Cannarella, R, Condorelli, RA, Calogero, AE, Bagnara, V, Aversa, A, Greco, EA, Brunetti, A, La Vignera, S
Journal of clinical medicine. 2021;(16)
Abstract
BACKGROUND Selenium (Se) is an essential component of selenoenzymes, which have catalytic and antioxidant functions. A low Se status has been reported in patients with chronic autoimmune thyroiditis (AT) who benefit from Se supplementation. The role of Se in male reproduction is still a matter of debate. Although Se and selenoenzymes ensure sperm viability and protect against increased oxidative stress, only a few studies have assessed the effects of the administration of Se alone on sperm parameters, providing contrasting results.

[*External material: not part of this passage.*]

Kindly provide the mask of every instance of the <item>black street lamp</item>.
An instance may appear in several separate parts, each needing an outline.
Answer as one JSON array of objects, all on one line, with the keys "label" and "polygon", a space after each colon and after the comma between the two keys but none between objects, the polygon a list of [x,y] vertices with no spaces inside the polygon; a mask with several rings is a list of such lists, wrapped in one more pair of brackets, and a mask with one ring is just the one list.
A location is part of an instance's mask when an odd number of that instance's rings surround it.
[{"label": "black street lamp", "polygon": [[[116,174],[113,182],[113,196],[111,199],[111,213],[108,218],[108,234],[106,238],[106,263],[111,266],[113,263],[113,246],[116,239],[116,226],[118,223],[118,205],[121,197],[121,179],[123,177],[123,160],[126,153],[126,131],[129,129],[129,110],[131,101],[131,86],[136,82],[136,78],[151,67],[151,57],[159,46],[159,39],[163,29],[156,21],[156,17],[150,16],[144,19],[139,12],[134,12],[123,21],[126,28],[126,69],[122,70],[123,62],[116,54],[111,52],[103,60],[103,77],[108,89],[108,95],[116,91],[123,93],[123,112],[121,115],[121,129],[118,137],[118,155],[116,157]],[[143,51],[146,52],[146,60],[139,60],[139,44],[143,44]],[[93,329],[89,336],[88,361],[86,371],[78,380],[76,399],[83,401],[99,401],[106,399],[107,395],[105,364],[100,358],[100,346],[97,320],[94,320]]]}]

AIM: The aim of this study was to assess the effects of oral Se supplementation on conventional sperm parameters and DNA fragmentation (SDF) in patients with AT of reproductive age with normal thyroid function. PATIENTS AND METHODS Only patients with AT and normal thyroid function were selected for this study. All included patients underwent oral Se supplementation at the dose of 83 µg once daily (Syrel®, IBSA) for six months. Sperm conventional parameters, SDF, and thyroid function were assessed before and at the end of the treatment. RESULTS Twenty AT patients with normal weight were enrolled. After Se supplementation, they showed a higher sperm concentration, a higher percentage of sperm with progressive motility, and a higher percentage with normal morphology. They also had lower semen leukocyte concentration, and a lower percentage of spermatozoa with DNA fragmentation compared with pre-treatment values. Free-thyroxine serum levels increased significantly, whereas free triiodothyronine showed an upward trend. The thyroid-stimulating hormone did not change significantly. CONCLUSION Se supplementation may represent a possible non-hormonal therapeutic choice for the treatment of male infertility, although further studies are needed to confirm this evidence. The possible thyroid hormone dependency of these findings needs to be clarified.